A step-by-step guide on automating Salesforce Apex code reviews using AI through GPTfy to enforce coding standards and best practices without manual intervention.
Who?
Salesforce admins, developers, architects, and COE leaders who want to maintain quality and consistency across their org’s codebase.
Why?
To streamline quality assurance, enforce organizational coding standards, and free up developer time from repetitive code reviews.
→ Transform manual code reviews into automated quality gates with AI.
What can you do with it?
- Automated Code Analysis: Instantly check Apex classes against organizational standards
- Standardized Quality Gates: Ensure consistent enforcement of coding policies
- Developer Guidance: Provide specific feedback with examples for improvement
- Technical Debt Management: Track code quality evolution over time
The Challenge for Tech Teams
One of the big challenges for technology teams supporting Salesforce is how to apply AI beyond sales and service use cases – essentially, how to “scratch their own itch.” As a Salesforce admin, developer, architect, or Center of Excellence leader, ensuring consistent application of standards and policies can be a significant burden.
The traditional approach to code reviews requires manual inspection, which is time-consuming, inconsistent, and often creates bottlenecks in development workflows. What if you could automate this process using the same AI capabilities that power other areas of your Salesforce org?
This challenge becomes particularly acute in large organizations or when working with multiple consultants and partners. Without automated checks, maintaining consistent code quality becomes nearly impossible at scale.

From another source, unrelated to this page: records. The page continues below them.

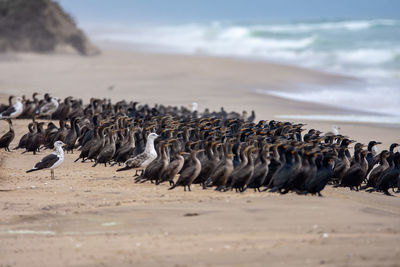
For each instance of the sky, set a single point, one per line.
(176, 11)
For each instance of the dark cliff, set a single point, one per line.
(40, 26)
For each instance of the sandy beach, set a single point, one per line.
(97, 217)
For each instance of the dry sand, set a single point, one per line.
(97, 217)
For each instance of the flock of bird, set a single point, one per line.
(219, 150)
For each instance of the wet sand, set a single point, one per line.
(95, 216)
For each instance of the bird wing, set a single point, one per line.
(7, 136)
(46, 162)
(136, 161)
(47, 108)
(9, 111)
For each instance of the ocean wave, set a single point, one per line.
(371, 98)
(350, 25)
(365, 48)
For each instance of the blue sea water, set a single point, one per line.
(368, 49)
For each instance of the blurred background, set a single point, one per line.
(357, 38)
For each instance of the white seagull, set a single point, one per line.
(14, 110)
(142, 160)
(49, 108)
(51, 161)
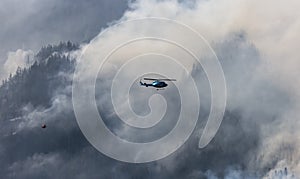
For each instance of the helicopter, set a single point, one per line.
(157, 83)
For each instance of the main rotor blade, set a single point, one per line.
(150, 79)
(167, 79)
(160, 79)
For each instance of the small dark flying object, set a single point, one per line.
(157, 83)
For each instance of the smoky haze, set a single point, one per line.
(257, 49)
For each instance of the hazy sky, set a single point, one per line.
(256, 42)
(34, 23)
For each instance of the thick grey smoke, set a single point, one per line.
(258, 52)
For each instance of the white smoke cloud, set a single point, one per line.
(20, 58)
(272, 27)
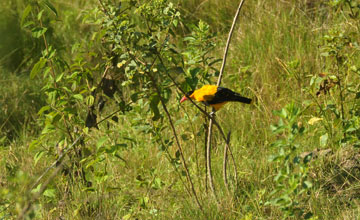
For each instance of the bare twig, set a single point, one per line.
(225, 162)
(227, 146)
(208, 158)
(228, 42)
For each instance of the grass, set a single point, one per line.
(143, 184)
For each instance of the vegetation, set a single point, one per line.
(91, 126)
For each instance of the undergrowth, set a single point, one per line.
(90, 96)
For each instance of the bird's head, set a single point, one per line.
(184, 98)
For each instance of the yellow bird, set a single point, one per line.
(215, 96)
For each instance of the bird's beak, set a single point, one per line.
(183, 99)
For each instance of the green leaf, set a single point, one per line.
(154, 107)
(51, 7)
(26, 12)
(37, 67)
(323, 140)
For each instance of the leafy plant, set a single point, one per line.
(292, 181)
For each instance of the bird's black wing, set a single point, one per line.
(226, 95)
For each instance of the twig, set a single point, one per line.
(228, 42)
(227, 147)
(208, 159)
(225, 162)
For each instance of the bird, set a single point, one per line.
(215, 96)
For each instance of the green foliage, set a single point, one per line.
(292, 180)
(88, 80)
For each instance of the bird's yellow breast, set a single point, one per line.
(205, 93)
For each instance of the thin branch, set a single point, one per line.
(227, 146)
(208, 159)
(225, 161)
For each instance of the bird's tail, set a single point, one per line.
(238, 98)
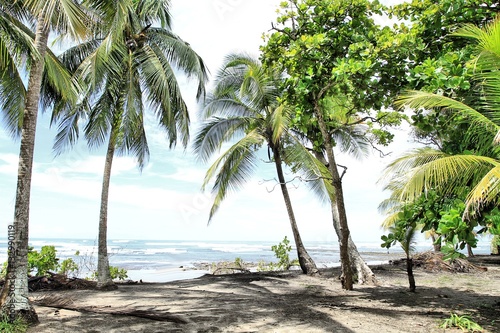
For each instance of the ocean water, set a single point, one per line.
(166, 260)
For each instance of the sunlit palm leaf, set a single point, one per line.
(216, 132)
(487, 190)
(233, 168)
(425, 169)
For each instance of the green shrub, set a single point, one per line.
(282, 253)
(118, 273)
(43, 261)
(465, 323)
(17, 326)
(68, 266)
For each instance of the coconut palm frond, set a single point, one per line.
(233, 168)
(487, 190)
(215, 132)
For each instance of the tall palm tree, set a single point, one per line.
(127, 68)
(348, 132)
(244, 103)
(427, 168)
(60, 16)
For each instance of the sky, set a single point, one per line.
(164, 201)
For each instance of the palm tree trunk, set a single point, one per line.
(14, 296)
(347, 276)
(409, 270)
(435, 244)
(306, 262)
(359, 267)
(104, 280)
(470, 254)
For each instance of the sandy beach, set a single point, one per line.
(279, 302)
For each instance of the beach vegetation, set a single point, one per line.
(338, 59)
(464, 322)
(282, 253)
(44, 261)
(127, 67)
(404, 232)
(27, 51)
(68, 266)
(18, 325)
(244, 110)
(469, 177)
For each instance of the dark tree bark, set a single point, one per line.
(14, 296)
(306, 262)
(347, 275)
(409, 270)
(104, 280)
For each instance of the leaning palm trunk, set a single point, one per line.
(344, 234)
(104, 280)
(409, 271)
(306, 262)
(14, 296)
(358, 265)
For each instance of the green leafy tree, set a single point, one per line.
(44, 261)
(420, 170)
(127, 65)
(334, 49)
(244, 105)
(61, 17)
(404, 232)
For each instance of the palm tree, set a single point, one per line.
(245, 103)
(60, 16)
(349, 134)
(420, 170)
(127, 65)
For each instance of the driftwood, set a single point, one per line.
(67, 304)
(224, 270)
(58, 282)
(432, 261)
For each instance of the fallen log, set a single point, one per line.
(65, 304)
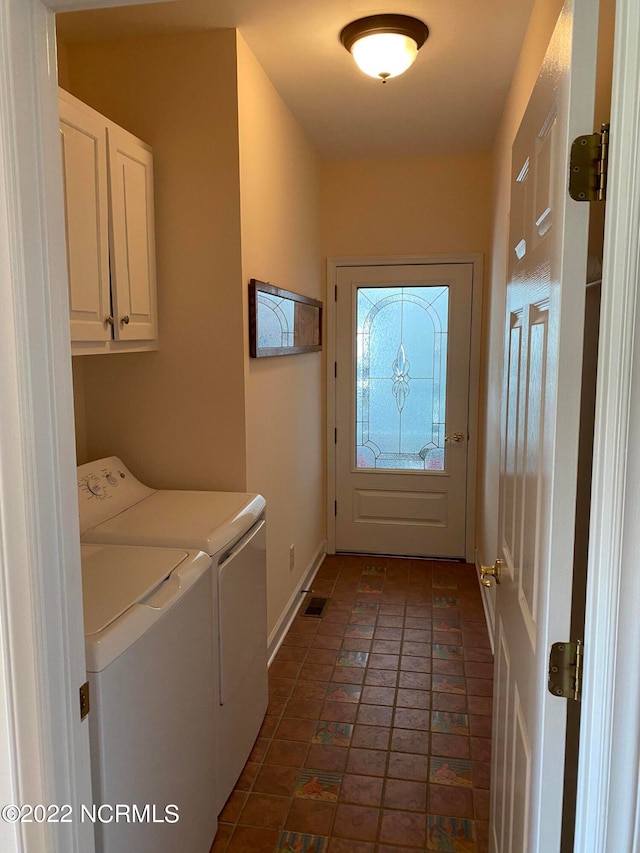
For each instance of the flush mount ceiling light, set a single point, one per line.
(384, 46)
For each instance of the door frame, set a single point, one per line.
(44, 746)
(608, 801)
(333, 265)
(37, 742)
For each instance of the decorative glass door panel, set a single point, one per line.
(403, 336)
(401, 367)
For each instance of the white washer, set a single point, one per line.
(115, 507)
(148, 615)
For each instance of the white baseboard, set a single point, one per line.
(489, 604)
(293, 605)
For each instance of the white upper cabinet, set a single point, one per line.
(108, 184)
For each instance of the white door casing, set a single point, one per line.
(44, 748)
(541, 398)
(388, 509)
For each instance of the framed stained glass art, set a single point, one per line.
(282, 322)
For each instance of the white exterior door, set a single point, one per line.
(403, 336)
(541, 397)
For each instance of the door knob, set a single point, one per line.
(488, 572)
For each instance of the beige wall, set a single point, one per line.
(279, 191)
(412, 205)
(237, 197)
(176, 415)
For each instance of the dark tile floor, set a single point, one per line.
(378, 734)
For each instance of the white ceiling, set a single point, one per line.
(449, 101)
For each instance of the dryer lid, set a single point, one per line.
(209, 521)
(115, 577)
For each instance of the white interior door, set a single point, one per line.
(541, 398)
(403, 336)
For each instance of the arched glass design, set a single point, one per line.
(276, 325)
(401, 369)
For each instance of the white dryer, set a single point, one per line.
(147, 614)
(230, 527)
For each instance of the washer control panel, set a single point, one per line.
(106, 487)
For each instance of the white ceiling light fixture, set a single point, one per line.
(384, 46)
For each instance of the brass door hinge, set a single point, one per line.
(565, 670)
(85, 704)
(588, 166)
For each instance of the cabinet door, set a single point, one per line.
(84, 160)
(133, 274)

How It Works: Under the Hood
GPTfy offers a streamlined solution for AI-powered Apex code reviews through its API Data Source capabilities. Here’s a look at the core components:
Custom Objects Structure
The solution leverages two custom objects to track code artifacts and their reviews:
- DevArtifact__c: Parent object that represents an Apex class
- DevArtifactReview__c: Child object that contains individual review results
This parent-child relationship provides a complete historical record of code quality over time. Each time a class is updated, a new review record is created, preserving the entire lifecycle of the code’s evolution.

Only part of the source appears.